In the past month alone, the Rocket Internet-backed, Singapore-based start-up has unveiled several breakthrough initiatives in e-commerce. The latest, an online shopping event showcasing its Chinese New Year collection, will be held on Jan 16 via video-chat platform Google Hangouts. Shoppers can discover and purchase apparel while "hanging out" and interacting with the Zalora community, in what is believed to the first such experience in South-east Asia.

Organised under Google India's Great Online Shopping Festival, the "hangout" will be hosted from Zalora's pop-up store in ION Orchard.
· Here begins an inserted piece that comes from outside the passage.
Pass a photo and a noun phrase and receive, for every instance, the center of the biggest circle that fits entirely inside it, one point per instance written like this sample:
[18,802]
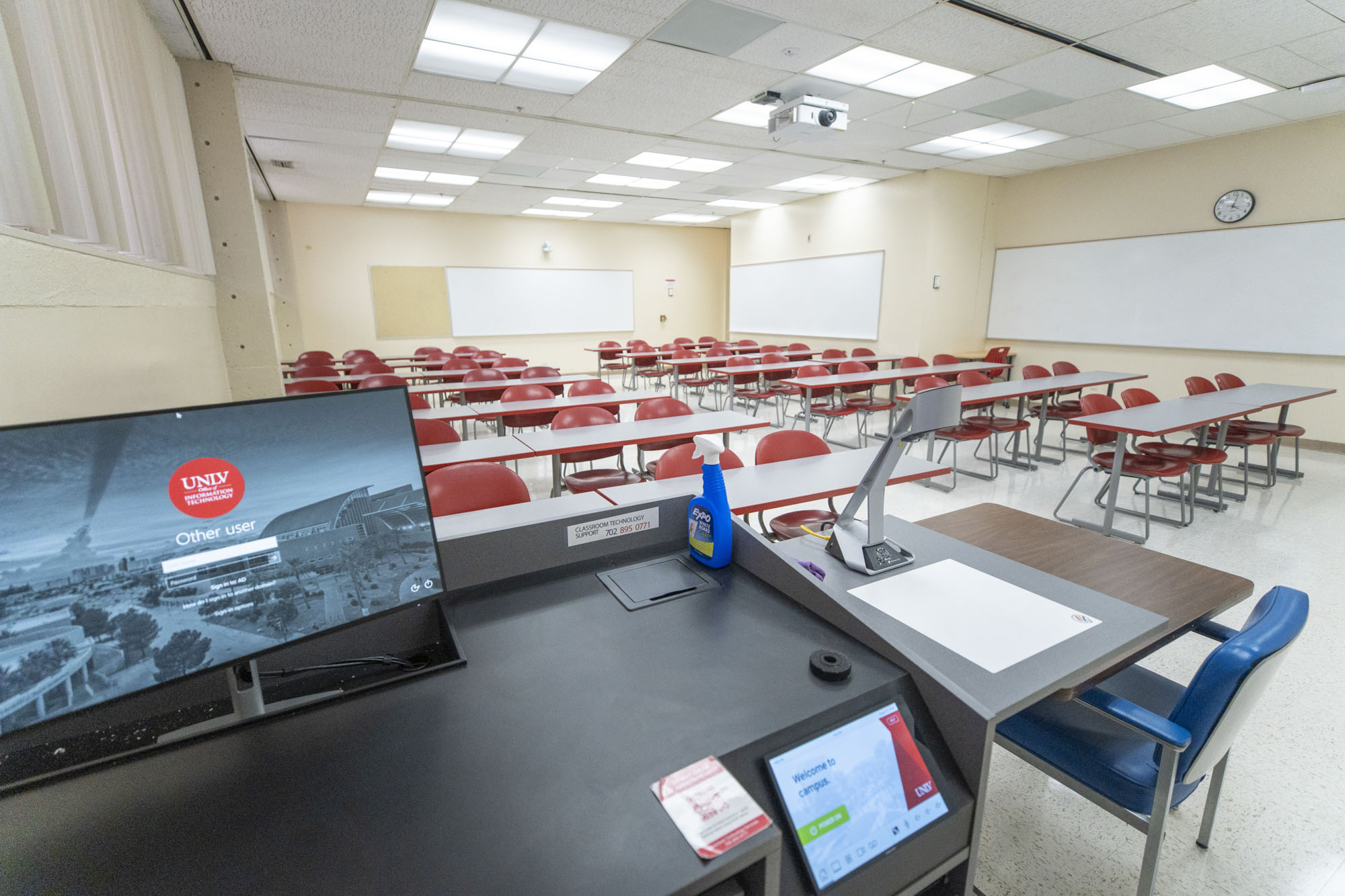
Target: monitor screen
[142,548]
[855,792]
The start-up also recently launched gift cards - like those popularised by Amazon and iTunes - at some 70 Cheers convenience stores around Singapore; it claims to be the first fashion-oriented e-commerce player in the region to do so. The gift cards, available in S$30, S$50 and S$100 denominations, are set to be sold throughout South-east Asia later this year.

Another pioneering move by Zalora last month was 12.12 Online Fever, an online shopping event that it described as South-east Asia's answer to Cyber Monday in the US and Singles Day among young Chinese. It had partnered more than 100 e-commerce players, ranging from banks and airlines to telcos and restaurants, across South-east Asia and Hong Kong to create a one-stop portal offering the best promotions to shoppers on Dec 12.

Dione Song, marketing director for Zalora Singapore, told The Business Times: "The event was a united effort to promote e-commerce and grow the entire ecosystem in the region . . . and to foster consumer confidence in online transactions."

Operational support from logistics partners such as SingPost and 7-Eleven convenience stores enabled consumers to enjoy convenient pick-up and return options, and so come to better appreciate the ease of online shopping, she added.

Aside from industry partners and merchants, Zalora has also garnered support from Singapore's Economic Development Board (EDB), which last year pledged to drive e-commerce among Singapore companies by investing in building a local talent pipeline to address the current talent crunch and emerging needs of this burgeoning sector.

Kiren Kumar, infocomms and media director at EDB, said: "Our vision is for Singapore to be the regional hub for brands, and for retailers to access the growing South-east Asian consumer market through e-commerce."

And Singapore is well-positioned to capture this opportunity, he added, given its vibrant ecosystem of sophisticated partners such as Zalora, which has shown its commitment to develop the e-commerce industry, and its robust information technology (IT) infrastructure.

The Republic's high Internet penetration rates and strong credit card usage also reflect a tech-inclined pool of consumers with the knowledge and propensity to shop online, said Zalora's Ms Song.

"The retail pie is not a zero sum game; e-commerce provides more avenues for transaction and more convenience to shoppers. Naturally, as more shoppers start going online, traditional retailers will feel the pressure to become more active on social media and to have their brands online."

Challenges notwithstanding, she added, there will be big opportunities for the region to innovate and strengthen its logistics and Internet infrastructure to support e-commerce.